4. I know you weren't trying to present a battle of the sexes but just sharing your experiences, your perspective as a man.
5. A thought that fell into my head while reading your comments: a relationship, IMHO, should be about spontaneously-being-who-you-are-both-separately-and-together. It's when we start having conversations with ourselves that build up into a crescendo of frenzy so that by the time we talk to others we've already gone down another road without letting them really know we expect them to catch up. That's an unhealthy communication pattern but what it's also a sign of is that someone's needs aren't being met. So back to the "spontaneity" bit - instead of thinking about "Mars" vs. "Venus" or the "unsolicited advice" wouldn't it make sense to "just be" and react to the situation at hand as it unfolds? I'm not saying that we can't think or shouldn't....just that emotions are messy enough that they need to be handled with care. Personally, I know that my relationships have worked best when I shut everything else out and just react....exactly like a tango....you make some moves, your partner makes some moves, but the key is that you're constantly responding to each other rather than The Rules per se but rough contours of what a healthy and loving relationship means for you.

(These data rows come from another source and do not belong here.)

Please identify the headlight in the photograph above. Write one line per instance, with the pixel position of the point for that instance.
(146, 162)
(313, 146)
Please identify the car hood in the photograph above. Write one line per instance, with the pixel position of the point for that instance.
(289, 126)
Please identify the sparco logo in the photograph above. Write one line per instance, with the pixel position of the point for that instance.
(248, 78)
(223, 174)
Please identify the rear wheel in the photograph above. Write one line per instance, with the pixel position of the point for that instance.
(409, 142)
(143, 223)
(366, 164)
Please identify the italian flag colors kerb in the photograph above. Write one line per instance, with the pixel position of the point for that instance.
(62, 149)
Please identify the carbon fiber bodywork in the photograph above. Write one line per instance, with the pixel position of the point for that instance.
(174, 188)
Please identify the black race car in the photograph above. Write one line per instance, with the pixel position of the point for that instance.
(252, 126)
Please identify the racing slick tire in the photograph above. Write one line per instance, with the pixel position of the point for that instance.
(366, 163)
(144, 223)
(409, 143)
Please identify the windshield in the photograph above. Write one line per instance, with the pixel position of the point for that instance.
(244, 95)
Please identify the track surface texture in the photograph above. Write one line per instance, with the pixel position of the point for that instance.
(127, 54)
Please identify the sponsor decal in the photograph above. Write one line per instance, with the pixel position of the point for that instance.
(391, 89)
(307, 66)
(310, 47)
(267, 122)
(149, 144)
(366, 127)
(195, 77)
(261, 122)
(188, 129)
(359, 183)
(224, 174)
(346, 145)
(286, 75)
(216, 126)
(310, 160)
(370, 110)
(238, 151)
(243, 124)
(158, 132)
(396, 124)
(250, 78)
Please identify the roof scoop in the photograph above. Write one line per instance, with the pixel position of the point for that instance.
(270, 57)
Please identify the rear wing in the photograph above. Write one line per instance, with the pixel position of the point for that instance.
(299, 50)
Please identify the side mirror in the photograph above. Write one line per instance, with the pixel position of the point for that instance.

6. LOL on the software and hooked analogy :-). I know lots of women who think like that so I don't pity the menfolk for exhibiting behaviors that these women describe as "commitment-phobic". What I don't understand is when men actually say it? Do they really want to be trapped? Doesn't sound very appealing to me...like you said, you want the software you thought you were getting. I for one would prefer not to 'hook' a man - "phansao" in local Pakistani terminology - but rather just 'be together' and if it happens that we both think that being together should be "and they lived happily ever after" then I'm going to ecstatically share the moment with my loved ones, gussy up, and dance the night away to celebrate the beginning of a new journey.
7. Re: the flip side you described....it's funny (as in bizarre) that both women and men get cast in the role of culprits for similar reasons. There's this weird undertone of purity and impurity and the assumption that you must feel guilty if you fall in the latter camp in all of this. Not sure why this is the case. It's kind of like we think we're living in Eden, right? You must be absolutely pure and then you get married and procreate. Anything less then it's like being kicked out of The Garden - the "shame" factor seems to hang over our heads constantly and it's what shapes our social interactions as well. It's probably where "rules" come from - I have nothing against that coz I like the idea of having an organized, relatively unchaotic way of becoming a society. What bothers me is that if someone doesn't fit within your moral register they're automatically "impure". Realistically, if X isn't something I quite consider a sin in my books then technically in doing X I haven't metamorphosed into an immoral whore. When I say "s/he does X and that's bad, tsk tsk tsk" what it actually means is that I don't approve or I wouldn't do it. And that's the key- I wouldn't do it so the disconnect is that we're working with different values....this is problematic when we assume our values to be universal. Just because someone looks like me, thinks like me, belongs to the same culture or society or religion it doesn't mean s/he does things exactly the way I do. We have to come to terms with that I think - and not just in romantic relationships but in all our relationships IMHO. That is, our "shoulds" are particular and not universal. If you meet someone whose "shoulds" you have a problem with it's not his/her fault or shortcoming but it's just that there's a disconnect between you two - that's all. So walk away if you can't deal with it but for the love of God don't make him/her feel like they've fallen out of grace with all things good and Godly and what have you!

A bunch of other stuff to say (shock!) but so many things could be blog-posts so I'll save them for now...onwards!